I noticed something interesting about python

>>> a=10
>>> b=10
>>> print(a is b)
True

But also,

>>> a=1000
>>> b=1000
>>> print(a is b)
False

The small integer cache

Python (specifically CPython) pre-caches integers in the range -5 to 256 at interpreter startup. These integers are interned, meaning there’s only one shared object for each of them.

So when you do:

>>> a = 42
>>> b = 42

Both a and b point to the same memory address, because 42 is inside the small-int cache. That’s why a is b is True.

But:

>>> x = 1000
>>> y = 1000

Now you’re outside that cached range, so Python creates two separate int objects—even if their values are the same.

Cython Implementation

Inside CPython’s source code (Objects/longobject.c), there’s an array called _PyLong_SMALL_INTS. This array is initalised at startup, and all small ints(-5 to 256) that python tries to acess are returned from this array using this method:

static PyObject *
get_small_int(sdigit ival)
{
    assert(IS_SMALL_INT(ival));
    return (PyObject *)&_PyLong_SMALL_INTS[_PY_NSMALLNEGINTS + ival];
}

This stays true even if you generate it at runtime (e.g., int("10"), or 3 + 7) it returns the already-initialized object from this array.
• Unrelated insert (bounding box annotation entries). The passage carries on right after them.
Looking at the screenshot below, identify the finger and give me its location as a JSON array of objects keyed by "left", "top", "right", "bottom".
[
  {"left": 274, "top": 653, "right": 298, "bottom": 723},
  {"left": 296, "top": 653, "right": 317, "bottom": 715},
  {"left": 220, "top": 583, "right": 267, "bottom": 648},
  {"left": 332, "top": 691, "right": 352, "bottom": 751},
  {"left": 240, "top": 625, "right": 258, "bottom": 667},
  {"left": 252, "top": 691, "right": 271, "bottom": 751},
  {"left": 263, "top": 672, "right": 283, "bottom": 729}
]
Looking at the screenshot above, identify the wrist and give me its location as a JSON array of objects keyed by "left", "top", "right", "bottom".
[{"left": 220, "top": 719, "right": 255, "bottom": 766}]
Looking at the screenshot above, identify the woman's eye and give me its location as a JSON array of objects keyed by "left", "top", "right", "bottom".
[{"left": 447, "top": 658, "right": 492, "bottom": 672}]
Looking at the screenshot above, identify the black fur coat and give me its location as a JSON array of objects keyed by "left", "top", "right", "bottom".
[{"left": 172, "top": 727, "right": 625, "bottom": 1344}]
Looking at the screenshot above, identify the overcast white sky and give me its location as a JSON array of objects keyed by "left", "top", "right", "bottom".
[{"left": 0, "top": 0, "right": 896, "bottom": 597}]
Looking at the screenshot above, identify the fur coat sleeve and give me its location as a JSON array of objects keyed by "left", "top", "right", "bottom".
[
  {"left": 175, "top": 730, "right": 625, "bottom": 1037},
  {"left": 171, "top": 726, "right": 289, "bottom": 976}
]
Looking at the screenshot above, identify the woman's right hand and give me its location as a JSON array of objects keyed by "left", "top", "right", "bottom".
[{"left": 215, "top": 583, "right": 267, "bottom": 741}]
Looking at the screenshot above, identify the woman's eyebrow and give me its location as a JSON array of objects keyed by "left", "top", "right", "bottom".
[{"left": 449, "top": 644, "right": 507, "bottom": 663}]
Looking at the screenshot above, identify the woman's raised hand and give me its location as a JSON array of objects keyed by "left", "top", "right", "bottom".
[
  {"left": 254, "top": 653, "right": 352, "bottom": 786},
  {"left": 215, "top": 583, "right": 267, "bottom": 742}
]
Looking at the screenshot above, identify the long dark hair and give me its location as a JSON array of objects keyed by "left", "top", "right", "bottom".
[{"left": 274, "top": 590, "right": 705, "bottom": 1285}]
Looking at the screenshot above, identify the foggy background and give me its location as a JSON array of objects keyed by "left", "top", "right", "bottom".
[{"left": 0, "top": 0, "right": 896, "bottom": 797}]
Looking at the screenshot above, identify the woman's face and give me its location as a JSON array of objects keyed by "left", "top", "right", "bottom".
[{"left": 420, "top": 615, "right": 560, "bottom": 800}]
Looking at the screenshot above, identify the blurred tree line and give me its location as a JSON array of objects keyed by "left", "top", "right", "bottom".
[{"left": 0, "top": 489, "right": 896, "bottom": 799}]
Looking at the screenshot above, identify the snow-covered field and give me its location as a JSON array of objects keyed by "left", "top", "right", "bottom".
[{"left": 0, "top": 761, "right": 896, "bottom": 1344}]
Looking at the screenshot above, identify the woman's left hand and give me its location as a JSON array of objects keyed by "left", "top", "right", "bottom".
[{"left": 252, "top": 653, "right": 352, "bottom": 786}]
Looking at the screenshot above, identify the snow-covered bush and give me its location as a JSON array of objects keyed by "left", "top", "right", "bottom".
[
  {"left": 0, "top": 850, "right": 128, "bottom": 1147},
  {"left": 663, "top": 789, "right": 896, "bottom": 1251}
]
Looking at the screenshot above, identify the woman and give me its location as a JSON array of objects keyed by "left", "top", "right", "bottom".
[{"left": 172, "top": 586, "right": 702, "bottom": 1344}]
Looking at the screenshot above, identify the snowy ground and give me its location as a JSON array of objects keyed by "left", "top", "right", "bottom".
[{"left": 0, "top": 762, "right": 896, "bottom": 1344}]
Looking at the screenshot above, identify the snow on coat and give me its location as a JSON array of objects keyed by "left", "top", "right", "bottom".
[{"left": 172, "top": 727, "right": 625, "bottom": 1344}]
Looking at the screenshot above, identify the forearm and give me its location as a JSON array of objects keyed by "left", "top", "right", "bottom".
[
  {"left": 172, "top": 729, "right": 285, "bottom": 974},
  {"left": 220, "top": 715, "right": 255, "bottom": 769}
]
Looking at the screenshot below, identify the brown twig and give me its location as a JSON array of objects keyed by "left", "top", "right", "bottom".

And since this cache is initalised and used for each python process, small int ids remain consistent across threads too.

>>> import threading
>>>
>>> def print_id():
...     x = 3
...     print(id(x))
...
>>> threads = [threading.Thread(target=print_id) for _ in range(4)]
>>> for t in threads: t.start()
...
4327116120
4327116120
4327116120
4327116120

TL;DR

  • Integers from -5 to 256 are cached and reused.
  • This is why a is b might be True for small numbers but False for large ones.
  • It’s a smart performance trick, just don’t confuse it with value equality.